In summer I rode my bike everywhere, from morning until dark. Christian has owned two bikes, yet he has never even learned how to ride one. These days kids are often chauffeured everywhere, so walking and riding bikes as a means of transport is an archaic concept. Left to his own devices, my son would be perfectly happy doing nothing but playing Xbox One and watching YouTube videos on his iPad.

When my son was only four, I enrolled him in martial arts classes. It was something I had very much wanted to do as a child, but my parents had refused to pay for it. Christian didn’t want to go to classes, and there were many times that I had to drag him, screaming and crying. I knew that one day he wouldn’t hate it, and he might even start to like it. That took about four years. It wouldn’t be accurate to say he loves martial arts, but he has earned his third dan in tae kwon do and is studying for his adult black belt test. He’s not on track to fight in the UFC, but he could handle himself if he ever had to.

I knew this wasn’t enough physical activity, so I put him in baseball one summer and soccer another time. Like me he had no interest in team sports. What I was really waiting for was for Christian to be old enough to start going to the gym so I could train him. Around the end of the school year in 2011, when he was a couple months shy of turning 12, the owner of my gym allowed me to start training him.

The assumption for many is that because Christian has grown up with two parents who are dedicated to hard training, he must have been waiting impatiently for the day when he, too, could pick up some iron. No, no, no. That was not the case!

Just as with martial arts, Christian was opposed to it at the start and often tried to whine and plead his way out of working out. Not an option! The routine I started him off on is very similar to what he does now. I train him three times a week on Tuesday, Thursday and Sunday (he does martial arts on Monday Wednesday, and Saturday) with full-body workouts that usually look like this:

 

Knee raises 2 x 20

Crunches or

machine crunches 2 x 12

Bench presses* or

incline presses 3 x 6-10

Chinups** 16 reps total

or rows 2 x 10-12

Seated dumbbell

presses 2 x 10-12

Dumbbell curls 2 x 10-12

Triceps extensions or

machine dips 2 x 10-12

Squats*** 3 x 10-12

 

*Chris wasn’t strong enough to press the 45-pound bar until a little more than a year ago. Before that we used light dumbbells or a machine.

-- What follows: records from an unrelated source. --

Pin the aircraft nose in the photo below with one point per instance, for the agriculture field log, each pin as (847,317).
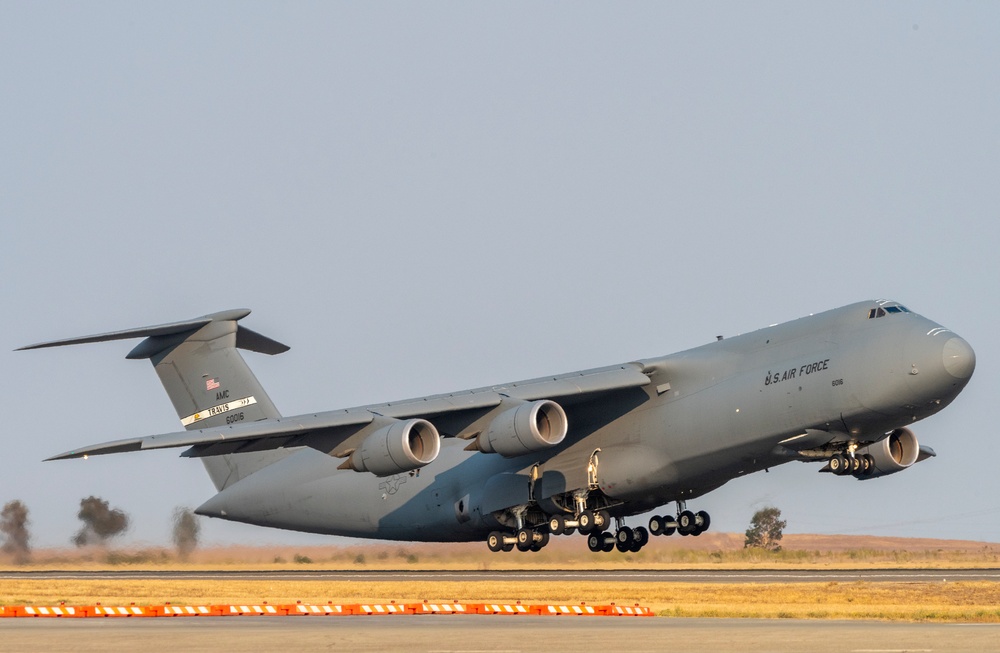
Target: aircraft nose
(959,359)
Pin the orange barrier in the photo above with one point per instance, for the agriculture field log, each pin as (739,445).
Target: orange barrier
(330,609)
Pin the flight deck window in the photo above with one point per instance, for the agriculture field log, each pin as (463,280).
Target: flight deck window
(876,312)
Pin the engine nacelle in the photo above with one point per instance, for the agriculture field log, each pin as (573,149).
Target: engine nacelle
(531,426)
(894,453)
(402,446)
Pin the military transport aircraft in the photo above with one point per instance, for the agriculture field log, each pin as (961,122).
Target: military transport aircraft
(517,462)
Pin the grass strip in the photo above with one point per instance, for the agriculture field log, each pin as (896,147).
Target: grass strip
(974,601)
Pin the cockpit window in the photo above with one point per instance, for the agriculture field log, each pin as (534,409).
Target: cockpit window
(886,309)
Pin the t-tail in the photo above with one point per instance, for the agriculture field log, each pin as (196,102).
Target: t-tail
(207,380)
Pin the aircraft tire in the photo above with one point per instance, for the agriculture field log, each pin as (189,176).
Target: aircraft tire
(686,524)
(495,541)
(525,539)
(595,542)
(625,536)
(705,519)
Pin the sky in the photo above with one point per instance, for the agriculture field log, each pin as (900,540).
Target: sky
(425,197)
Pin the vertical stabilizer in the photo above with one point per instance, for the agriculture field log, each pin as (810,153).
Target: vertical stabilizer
(207,380)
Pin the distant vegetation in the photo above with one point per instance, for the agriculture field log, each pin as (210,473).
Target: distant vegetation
(765,530)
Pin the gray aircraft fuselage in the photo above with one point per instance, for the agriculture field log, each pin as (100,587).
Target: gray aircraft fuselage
(804,390)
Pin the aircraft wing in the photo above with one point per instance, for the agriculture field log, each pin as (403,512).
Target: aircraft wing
(332,431)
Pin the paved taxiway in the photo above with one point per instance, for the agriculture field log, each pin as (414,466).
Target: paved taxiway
(651,576)
(470,634)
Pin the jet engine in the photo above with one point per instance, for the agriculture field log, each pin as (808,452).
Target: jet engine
(402,446)
(527,427)
(894,453)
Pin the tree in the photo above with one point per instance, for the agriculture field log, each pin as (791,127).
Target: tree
(14,526)
(100,522)
(186,530)
(765,530)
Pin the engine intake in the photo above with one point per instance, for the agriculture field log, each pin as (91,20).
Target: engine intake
(893,453)
(402,446)
(531,426)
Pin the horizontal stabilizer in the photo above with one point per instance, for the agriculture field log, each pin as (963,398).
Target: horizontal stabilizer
(174,332)
(328,431)
(232,437)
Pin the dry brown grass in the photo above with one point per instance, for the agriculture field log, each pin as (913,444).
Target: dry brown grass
(956,602)
(960,601)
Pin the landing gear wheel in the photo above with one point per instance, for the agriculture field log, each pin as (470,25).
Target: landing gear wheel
(686,523)
(595,542)
(541,543)
(525,538)
(624,539)
(495,541)
(703,520)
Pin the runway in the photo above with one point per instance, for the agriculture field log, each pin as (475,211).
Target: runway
(465,634)
(649,576)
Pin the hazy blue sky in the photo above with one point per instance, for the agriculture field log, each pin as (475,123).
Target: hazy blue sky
(424,197)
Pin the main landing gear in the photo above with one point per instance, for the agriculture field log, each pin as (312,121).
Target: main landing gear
(851,465)
(625,539)
(595,524)
(686,523)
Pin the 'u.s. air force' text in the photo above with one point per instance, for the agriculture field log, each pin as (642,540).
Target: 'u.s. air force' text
(801,371)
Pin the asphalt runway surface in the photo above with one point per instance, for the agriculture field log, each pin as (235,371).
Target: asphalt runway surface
(495,634)
(650,576)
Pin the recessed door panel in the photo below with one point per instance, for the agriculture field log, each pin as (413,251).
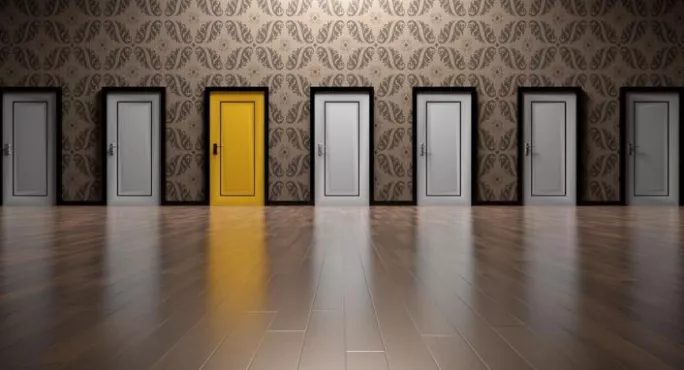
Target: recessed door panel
(443,124)
(652,148)
(134,131)
(342,165)
(549,147)
(548,168)
(133,147)
(236,150)
(29,134)
(443,149)
(341,150)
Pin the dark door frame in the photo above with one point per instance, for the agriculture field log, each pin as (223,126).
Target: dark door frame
(624,91)
(104,92)
(207,137)
(57,90)
(520,161)
(417,90)
(313,90)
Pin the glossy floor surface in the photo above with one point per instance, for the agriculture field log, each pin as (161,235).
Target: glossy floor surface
(341,288)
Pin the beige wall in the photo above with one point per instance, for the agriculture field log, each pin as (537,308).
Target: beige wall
(393,45)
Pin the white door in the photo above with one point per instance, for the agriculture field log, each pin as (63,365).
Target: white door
(133,124)
(652,148)
(444,140)
(550,148)
(29,135)
(341,137)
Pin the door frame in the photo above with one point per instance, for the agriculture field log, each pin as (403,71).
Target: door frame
(417,90)
(207,138)
(57,90)
(313,90)
(104,92)
(624,91)
(580,144)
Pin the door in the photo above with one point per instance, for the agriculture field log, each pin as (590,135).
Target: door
(652,148)
(237,147)
(550,147)
(133,147)
(341,134)
(444,122)
(29,139)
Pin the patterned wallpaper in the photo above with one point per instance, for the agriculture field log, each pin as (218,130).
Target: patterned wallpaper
(289,45)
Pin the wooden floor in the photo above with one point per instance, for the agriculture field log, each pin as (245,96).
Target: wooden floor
(317,289)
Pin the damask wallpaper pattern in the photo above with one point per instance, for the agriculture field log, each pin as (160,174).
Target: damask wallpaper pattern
(289,45)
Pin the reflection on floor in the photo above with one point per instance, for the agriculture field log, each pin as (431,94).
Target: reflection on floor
(341,288)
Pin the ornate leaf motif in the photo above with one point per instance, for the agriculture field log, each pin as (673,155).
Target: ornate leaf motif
(297,85)
(117,58)
(633,32)
(391,58)
(421,31)
(514,7)
(269,31)
(117,32)
(541,7)
(393,8)
(573,32)
(178,58)
(419,7)
(211,7)
(179,32)
(300,58)
(360,58)
(512,32)
(329,32)
(148,32)
(481,7)
(360,32)
(208,32)
(299,31)
(86,58)
(239,32)
(482,32)
(296,8)
(391,31)
(269,58)
(208,58)
(452,58)
(543,32)
(331,7)
(360,7)
(149,7)
(575,7)
(421,58)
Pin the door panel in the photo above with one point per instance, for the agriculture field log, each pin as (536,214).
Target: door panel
(341,137)
(133,148)
(443,124)
(29,135)
(341,144)
(550,148)
(237,125)
(652,148)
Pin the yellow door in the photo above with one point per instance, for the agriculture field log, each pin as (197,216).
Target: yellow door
(236,148)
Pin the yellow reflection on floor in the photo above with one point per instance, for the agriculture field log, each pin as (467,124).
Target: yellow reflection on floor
(237,266)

**He couldn’t do a single chinup until a year ago. Before that he used the lat pulldown. Occasionally I still let him do that. Every other workout he alternates a chin or pulldown with some type of row: dumbbell, supported T-bar or Hammer Strength machine.

***He was probably strong enough to squat the bar more than a year ago, but he lacked the balance and coordination. Until about a year ago he used a selector stack machine leg press.

 

Most of his reps have been in the 10-to-12 range. Only recently have I allowed him to go heavy enough on his final set of bench presses to get just six reps. I don’t believe it’s safe to have a growing adolescent do very heavy lifting for low reps. I insist on good form and never let him use more weight if his form suffers in any way. As for how “hard” I have him train, he goes to failure less than half of the time. Right now it’s not about trying to get my son huge or powerful. I just want him fit and becoming gradually stronger, safely.

I must state for the record that I am not certified in training juveniles and have zero experience in the realm of strength coaching. I merely put my son’s routine together to give him a well-rounded overall base. In terms of how to train young athletes to excel at their chosen sports, I am fairly ignorant.

Christian’s strength and size have increased dramatically in the past 2 1/2 years. That makes sense because he was really just starting puberty then, and he’s now at least halfway done. He was probably only 4’6” or so then and perhaps weighed 70 pounds (as you can see in the accompanying photo of me training him in the late summer 2011). Today he is a little over 5’4” and 112 pounds. At his age I was 4’11” and about 95 pounds. I also started puberty at least a year later than he did. I suspect that his being half Cuban has something to do with that, as Latinos typically reach physical maturity faster.

All that said, the really good news is that at some point about six to eight months ago Christian actually seemed to start enjoying going to the gym and working out. He began to notice the changes in his body and liked what he saw. It’s funny to note how the same areas that responded first for me, the chest and traps, were also the first places to show some development for him. A couple months ago he started seeing his arms begin to fill out, with a little biceps peak like his mom’s (mine are fuller without peaks). Christian also has a funny obsession with seeing new veins in his forearms.

My point is, you can’t make your children want to exercise, but you can make them exercise whether they like it or not, and eventually it’s likely that they will start to enjoy it and want to do it without your urging. Because there is virtually no physical education in public schools today and because a lot of kids are not athletic and/or active the way kids used to be before the advent of Xbox Ones, iPhones, iPads and so on, we as parents must take it upon ourselves to make sure they get enough exercise to be healthy and fit.

As for getting kids to eat healthfully, sadly I can’t speak from any experience in doing that! It’s all I can do to get my son to eat one truly healthful meal every day. Still, he’s working out consistently and started to crave more results, so a better diet is likely in his near future.